080402 17:54:12 [Note] Slave SQL thread initialized, starting replication in log
'mysql-bin.001347' at position 106, relay log './sea1tpmysql04s2-relay-bin.000773'
position: 251
[3 Apr 15:01] Bugs System
Pushed into 6.0.5-alpha
[15 Apr 3:46] Paul DuBois
Noted in 5.1.24, 6.0.5 changelogs.

In some cases, mysqld would crash during replication startup because
InnoDB tried to parse a NULL query and failed.
[2 Jul 1:28] Jeremy Cole
Your changelog comment for this bug is grossly insufficient:

"In some cases, mysqld would crash during replication startup because InnoDB tried to
parse a NULL query and failed. (Bug#35226)"

It took me a few hours to track down this bug and confirm for a customer that an upgrade
really would solve their problems, largely because the changelog entry was so poor.  I
would suggest:

"Replication: When using row-based replication, a slave may crash because it received a
row-based replication event that InnoDB could not handle due to an incorrect test of the
query string provided by MySQL, which was NULL for row-based replication events."
[2 Jul 8:11] Vasil Dimov
Setting back to Documenting given the Jeremy's note.

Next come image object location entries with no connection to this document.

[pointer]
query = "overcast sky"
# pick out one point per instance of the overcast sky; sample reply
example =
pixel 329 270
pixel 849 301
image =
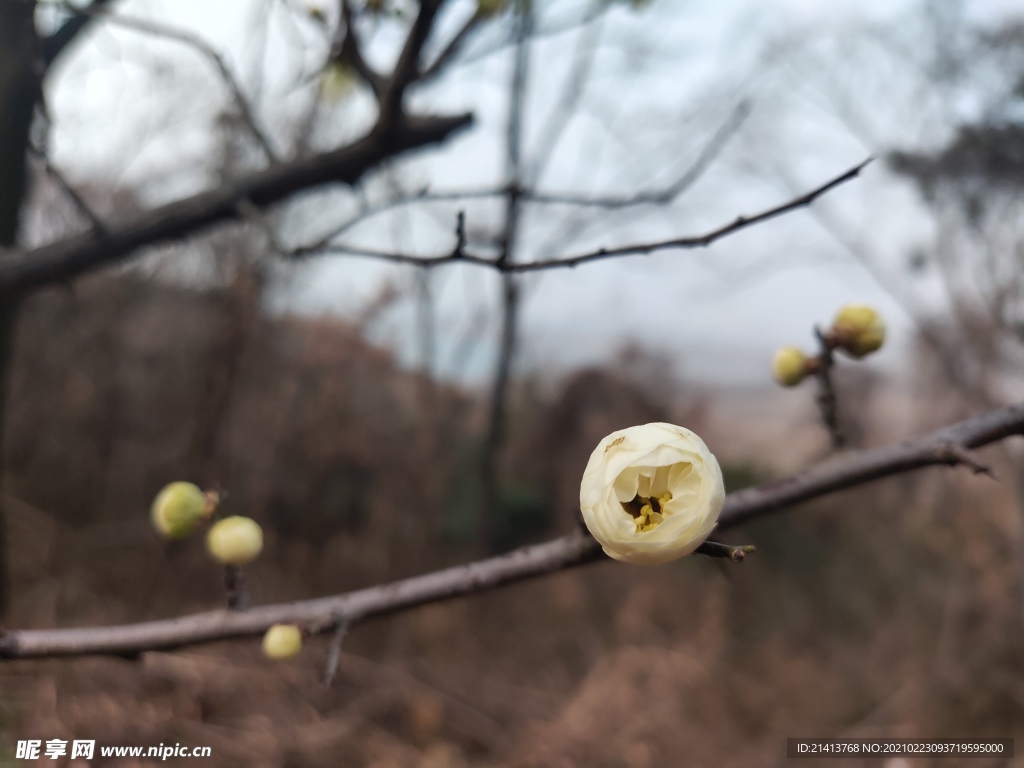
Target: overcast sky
pixel 663 80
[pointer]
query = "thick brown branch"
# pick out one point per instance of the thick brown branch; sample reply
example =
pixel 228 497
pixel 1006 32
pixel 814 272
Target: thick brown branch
pixel 69 258
pixel 59 41
pixel 407 68
pixel 945 446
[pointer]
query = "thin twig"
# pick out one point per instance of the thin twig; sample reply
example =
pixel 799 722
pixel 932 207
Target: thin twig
pixel 727 551
pixel 235 586
pixel 696 241
pixel 826 400
pixel 348 49
pixel 64 259
pixel 334 652
pixel 200 45
pixel 98 227
pixel 842 471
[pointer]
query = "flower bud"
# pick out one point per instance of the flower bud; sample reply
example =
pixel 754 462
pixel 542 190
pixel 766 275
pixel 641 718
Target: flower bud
pixel 651 494
pixel 235 541
pixel 858 330
pixel 178 509
pixel 282 641
pixel 790 367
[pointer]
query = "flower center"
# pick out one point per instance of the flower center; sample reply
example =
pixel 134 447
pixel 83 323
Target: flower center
pixel 646 510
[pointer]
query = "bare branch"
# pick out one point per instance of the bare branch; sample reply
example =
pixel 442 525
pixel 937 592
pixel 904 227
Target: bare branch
pixel 58 178
pixel 23 270
pixel 56 43
pixel 697 241
pixel 656 197
pixel 843 471
pixel 334 653
pixel 347 49
pixel 726 551
pixel 204 48
pixel 453 48
pixel 407 67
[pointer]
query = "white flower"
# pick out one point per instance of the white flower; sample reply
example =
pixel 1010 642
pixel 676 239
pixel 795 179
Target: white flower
pixel 651 494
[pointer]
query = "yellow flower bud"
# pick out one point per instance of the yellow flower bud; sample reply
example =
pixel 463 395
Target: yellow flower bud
pixel 235 541
pixel 282 641
pixel 858 330
pixel 178 509
pixel 788 367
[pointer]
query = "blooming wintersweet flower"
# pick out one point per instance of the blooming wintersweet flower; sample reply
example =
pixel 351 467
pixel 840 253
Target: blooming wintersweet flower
pixel 235 541
pixel 859 330
pixel 651 494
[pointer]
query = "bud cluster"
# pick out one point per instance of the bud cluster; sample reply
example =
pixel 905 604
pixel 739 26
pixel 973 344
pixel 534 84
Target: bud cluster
pixel 180 508
pixel 857 330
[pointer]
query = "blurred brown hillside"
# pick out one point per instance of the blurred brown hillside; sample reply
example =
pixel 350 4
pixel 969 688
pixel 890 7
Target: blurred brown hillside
pixel 894 609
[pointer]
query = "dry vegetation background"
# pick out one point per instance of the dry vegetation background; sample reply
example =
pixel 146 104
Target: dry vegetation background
pixel 892 610
pixel 895 609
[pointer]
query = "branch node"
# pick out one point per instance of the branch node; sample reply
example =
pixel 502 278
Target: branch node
pixel 727 551
pixel 954 455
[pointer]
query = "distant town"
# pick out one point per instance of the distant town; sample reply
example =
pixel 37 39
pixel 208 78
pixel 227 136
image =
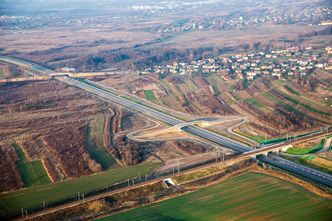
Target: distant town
pixel 294 61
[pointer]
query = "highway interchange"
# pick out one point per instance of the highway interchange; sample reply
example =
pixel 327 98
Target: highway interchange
pixel 273 160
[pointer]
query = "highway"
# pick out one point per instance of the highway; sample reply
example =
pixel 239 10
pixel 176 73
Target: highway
pixel 201 132
pixel 209 135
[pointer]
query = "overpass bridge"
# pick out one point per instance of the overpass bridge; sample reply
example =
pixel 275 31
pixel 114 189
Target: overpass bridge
pixel 246 151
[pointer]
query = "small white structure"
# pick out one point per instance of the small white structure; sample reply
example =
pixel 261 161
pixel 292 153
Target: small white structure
pixel 168 182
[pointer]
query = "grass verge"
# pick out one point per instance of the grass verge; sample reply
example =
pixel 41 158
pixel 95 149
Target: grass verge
pixel 246 197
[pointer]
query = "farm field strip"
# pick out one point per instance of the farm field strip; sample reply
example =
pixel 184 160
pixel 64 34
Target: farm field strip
pixel 149 95
pixel 32 172
pixel 95 143
pixel 12 202
pixel 246 197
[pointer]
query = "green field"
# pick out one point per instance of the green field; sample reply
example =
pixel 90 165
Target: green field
pixel 149 95
pixel 32 172
pixel 247 197
pixel 302 151
pixel 261 140
pixel 13 202
pixel 255 102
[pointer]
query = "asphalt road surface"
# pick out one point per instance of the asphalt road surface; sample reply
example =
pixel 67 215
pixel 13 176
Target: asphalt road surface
pixel 304 171
pixel 206 134
pixel 203 133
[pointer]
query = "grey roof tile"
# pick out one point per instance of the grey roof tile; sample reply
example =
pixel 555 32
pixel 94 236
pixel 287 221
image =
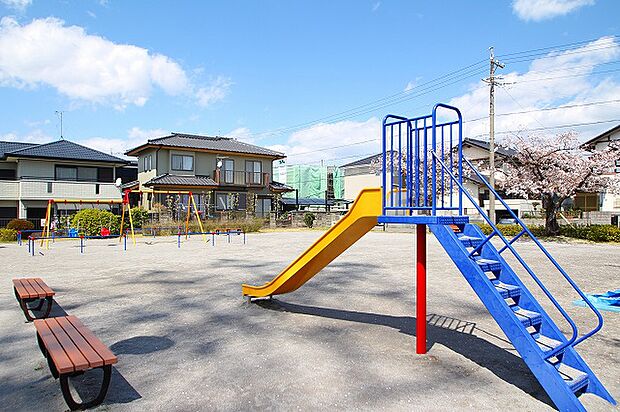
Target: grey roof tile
pixel 217 143
pixel 176 180
pixel 64 149
pixel 7 147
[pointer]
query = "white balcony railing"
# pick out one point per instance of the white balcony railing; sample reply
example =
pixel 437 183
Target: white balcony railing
pixel 9 189
pixel 53 189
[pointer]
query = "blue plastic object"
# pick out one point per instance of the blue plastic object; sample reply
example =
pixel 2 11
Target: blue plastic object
pixel 609 301
pixel 422 174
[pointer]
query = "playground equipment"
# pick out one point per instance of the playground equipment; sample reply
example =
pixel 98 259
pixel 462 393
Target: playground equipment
pixel 422 172
pixel 46 233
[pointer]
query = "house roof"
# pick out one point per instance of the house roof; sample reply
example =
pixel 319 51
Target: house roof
pixel 595 139
pixel 502 151
pixel 176 180
pixel 363 162
pixel 366 161
pixel 216 144
pixel 7 147
pixel 60 149
pixel 307 201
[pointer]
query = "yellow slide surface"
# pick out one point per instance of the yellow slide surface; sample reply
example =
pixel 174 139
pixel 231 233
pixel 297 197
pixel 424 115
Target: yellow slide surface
pixel 360 219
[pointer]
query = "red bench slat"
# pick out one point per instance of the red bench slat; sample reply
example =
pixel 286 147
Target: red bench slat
pixel 106 354
pixel 21 291
pixel 93 358
pixel 29 289
pixel 37 289
pixel 80 363
pixel 54 348
pixel 48 291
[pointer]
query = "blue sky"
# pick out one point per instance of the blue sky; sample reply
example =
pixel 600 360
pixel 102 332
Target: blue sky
pixel 272 72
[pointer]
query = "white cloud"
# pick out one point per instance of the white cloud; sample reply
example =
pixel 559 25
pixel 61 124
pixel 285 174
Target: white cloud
pixel 18 5
pixel 558 85
pixel 354 139
pixel 242 133
pixel 537 10
pixel 216 91
pixel 91 68
pixel 35 136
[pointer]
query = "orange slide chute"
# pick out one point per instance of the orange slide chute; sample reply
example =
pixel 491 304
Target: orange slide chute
pixel 358 221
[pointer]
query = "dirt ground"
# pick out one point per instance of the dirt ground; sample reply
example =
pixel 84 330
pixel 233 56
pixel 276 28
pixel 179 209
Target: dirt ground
pixel 187 340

Jeremy, your version does not mention that the crash can only happen at startup.
[14 Jul 21:08] Paul DuBois
Modified changelog entry:

When using row-based replication, a slave could crash at startup
because it received a row-based replication event that InnoDB could
not handle due to an incorrect test of the query string provided by
MySQL, which was NULL for row-based replication events.